Thanks in advance for your input!
the situation is as follows: You might have 2 sources, let's call them source A and source B with different contents, both performing push syncs to a target (same namespace) via the same user. Since both sync jobs use the same user, both can see and access each others contents. If now e.g. source A's sync job has the remove vanished flag set, it will remove contents synced by source B to the shared target, as it does not have these contents in its source datastore. This might be unexpected and not intended, therefore the recommendation to use different users if backing up from different sources to the same target (namespace). If you strictly separate the sync jobs by namespace, that will work as well.
 
Thanks for your input!

First off, why are you so eager to use push jobs? Gotta get into the new .0 feature?
Let it break a bit for other people first.
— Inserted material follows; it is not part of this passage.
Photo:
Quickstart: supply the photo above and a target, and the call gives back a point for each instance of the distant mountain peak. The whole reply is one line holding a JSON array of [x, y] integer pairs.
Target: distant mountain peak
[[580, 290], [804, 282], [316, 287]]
So much easier that way.
Well, there also need to be people who find the breakage. ;)
Jokes aside: The idea here is to "centralize" the schedules (PBS1 is on-site), with the off-site PBS2 basically acting as "remote storage".

the situation is as follows: You might have 2 sources, let's call them source A and source B with different contents, both performing push syncs to a target (same namespace) via the same user. Since both sync jobs use the same user, both can see and access each others contents. If now e.g. source A's sync job has the remove vanished flag set, it will remove contents synced by source B to the shared target, as it does not have these contents in its source datastore. This might be unexpected and not intended, therefore the recommendation to use different users if backing up from different sources to the same target (namespace). If you strictly separate the sync jobs by namespace, that will work as well.
Thanks! That cleared it up for me.
Somehow I got the impression, that sync jobs keep track of their past syncs in a separate per-user-file, which would lead to unwanted effects when multiple sync jobs use the same remote user. But following your explanation, that's not the case.